Olympian avoids 4-year doping ban after showing positive test came from dog's medicine

FAYETTEVILLE, GEORGIA - JANUARY 28: Katerina Nash of Czech Republic competes during the 73rd UCI Cyclo-Cross World Championships Fayetteville 2022 - Team Relay / #Fayetteville2022 / on January 28, 2022 in Fayetteville, Georgia. (Photo by Chris Graythen/Getty Images)
Katerina Nash had an extraordinarily minute amount of a banned susbtance in her system. (Photo by Chris Graythen/Getty Images)

If you're ever looking for an example of just how sensitive modern doping testing has become, consider a case that quite literally went to the dogs.

Katerina Nash, a Czech athlete who has competed in five different Olympics as a cyclist and cross-country skier, avoided a four-year doping ban after the USADA determined a positive test for a banned substance was caused by contact with her dog's medicine, the USADA announced Thursday.

The 45-year-old Nash reportedly tested positive for capromorelin in an out-of-competition urine sample provided on Oct. 24, 2022. The substance is not specifically on the WADA's list of banned substances, but it still falls under the category of other substances related to human-growth hormone and is prohibited by the federations relevant to Nash.

Then Nash explained what happened.

How an ailing dog led to an Olympian fighting doping allegations

During the three-month USADA investigation into her case, Nash provided the organization with records of prescription medicine for her dog, a Vizsla named Rubi who was ill, per the Associated Press.

The medicine contained capromorelin and was intended to stimulate Rubi's appetite. Nash told the USADA that she had difficulty administering the medicine to Rubi orally each day, leading to the medication frequently landing on her bare hands. The medication reportedly didn't contain any warnings of contamination for transdermal exposure.

The USADA didn't take Nash at her word, though. Because scientists are nothing if not dedicated to gathering data, a group of them, including USADA lead scientist Dr. Matt Fedoruk, conducted a study by splashing the same medicine on their hands and later found themselves to have the same trace amount, 0.07 ng/ml (parts per trillion) that Nash had in her urine sample.

The results cleared Nash and prevented her from being sidelined until 2027.

The USADA notes there is no threshold for capromorelin, so any detection would mean an adverse finding, even when the amount works out to less than a drop in a swimming pool.
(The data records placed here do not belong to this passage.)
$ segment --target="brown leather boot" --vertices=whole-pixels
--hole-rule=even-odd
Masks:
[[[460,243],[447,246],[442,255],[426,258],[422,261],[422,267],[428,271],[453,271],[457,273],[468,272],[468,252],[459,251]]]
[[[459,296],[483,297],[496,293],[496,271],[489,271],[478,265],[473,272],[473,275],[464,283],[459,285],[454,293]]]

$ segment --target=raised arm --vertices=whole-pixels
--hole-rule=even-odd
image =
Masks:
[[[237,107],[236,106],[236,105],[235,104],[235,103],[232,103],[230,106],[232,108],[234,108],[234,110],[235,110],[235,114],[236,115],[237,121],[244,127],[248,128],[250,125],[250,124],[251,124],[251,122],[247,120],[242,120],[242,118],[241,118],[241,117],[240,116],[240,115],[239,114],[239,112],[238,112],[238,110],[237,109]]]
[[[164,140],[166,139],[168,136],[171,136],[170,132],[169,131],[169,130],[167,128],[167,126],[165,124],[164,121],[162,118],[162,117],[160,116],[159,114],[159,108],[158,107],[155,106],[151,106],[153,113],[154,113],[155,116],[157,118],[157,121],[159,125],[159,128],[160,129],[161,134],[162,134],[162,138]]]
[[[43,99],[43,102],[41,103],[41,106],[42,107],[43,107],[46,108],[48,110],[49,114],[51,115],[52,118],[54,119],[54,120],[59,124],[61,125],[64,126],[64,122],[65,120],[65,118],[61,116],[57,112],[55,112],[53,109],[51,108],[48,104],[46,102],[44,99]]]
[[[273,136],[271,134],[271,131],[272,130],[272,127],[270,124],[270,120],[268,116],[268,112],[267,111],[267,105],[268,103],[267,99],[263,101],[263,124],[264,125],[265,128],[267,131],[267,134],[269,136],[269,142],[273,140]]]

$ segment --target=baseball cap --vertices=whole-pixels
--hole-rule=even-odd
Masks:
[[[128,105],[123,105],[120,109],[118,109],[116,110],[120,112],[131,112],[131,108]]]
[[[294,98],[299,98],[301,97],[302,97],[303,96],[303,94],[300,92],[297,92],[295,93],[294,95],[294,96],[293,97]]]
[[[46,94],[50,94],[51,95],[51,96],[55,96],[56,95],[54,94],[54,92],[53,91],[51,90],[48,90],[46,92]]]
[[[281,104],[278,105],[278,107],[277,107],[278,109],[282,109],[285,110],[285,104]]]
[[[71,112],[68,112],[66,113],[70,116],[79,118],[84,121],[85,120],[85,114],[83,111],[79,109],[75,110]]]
The organization called for a revision preventing such cases from being announced to the public, as this doping saga will still be attached to Nash's name.

From the USADA:

“If there is no question that an athlete comes into contact with a prohibited substance from a completely innocent source and there is no effect on performance, USADA continues to advocate that there should not be a violation or a public announcement,” said Travis T. Tygart, Chief Executive Officer of USADA. “The rules must change and all of us must wake up and demand a more fair and just global anti-doping system that catches and sanctions intentional cheats who rob clean athletes but does not railroad innocent athletes.”

Nash, who was still temporarily suspended from competition and her position as president of the international cycling federation's athletes commission, was understandably shaken by how close she came to being labeled a doper, but told the AP she didn't regret anything:

“It’s devastating to think that, like, not washing my hands could ruin my entire career, being an athlete for 30 years,” the 45-year-old Nash told The Associated Press. “But there’s no regrets. I would not have cared for my dog in any different way. But in the end, I was touching this medicine every day for about three straight weeks.”

Sadly, Rubi eventually had to be put down. Nash reportedly got the call about her positive test about a month later.

The AP notes this story is just one of several cases of athletes facing the anti-doping federation's wrath for frankly ridiculous reasons, with other stories including the use of an over-the-counter sunscreen, eating tainted meat and having sex with a person with banned substances in their system.

Nash said she was careful for those reasons, and still ended up here:

“It’s so ironic because I have taken this seriously,” said Nash, whose first Olympics was in 1996. “I don’t take supplements. I have, for the most part, just stuck with what (a single nutrition-bar company) produces because that’s been successful and I know where it’s made. And here I am, just being punished for taking care of my dog.”

Nash has competed at the Atlanta Olympics in 1996, Nagano in 1998, Salt Lake City in 2002, London in 2012 and Rio de Janeiro in 2016. She finished one spot short of a medal in Salt Lake City as part of the Czech Republic's 4×5 kilometer relay cross-country skiing team and finished fifth in the mountain bike race in Rio.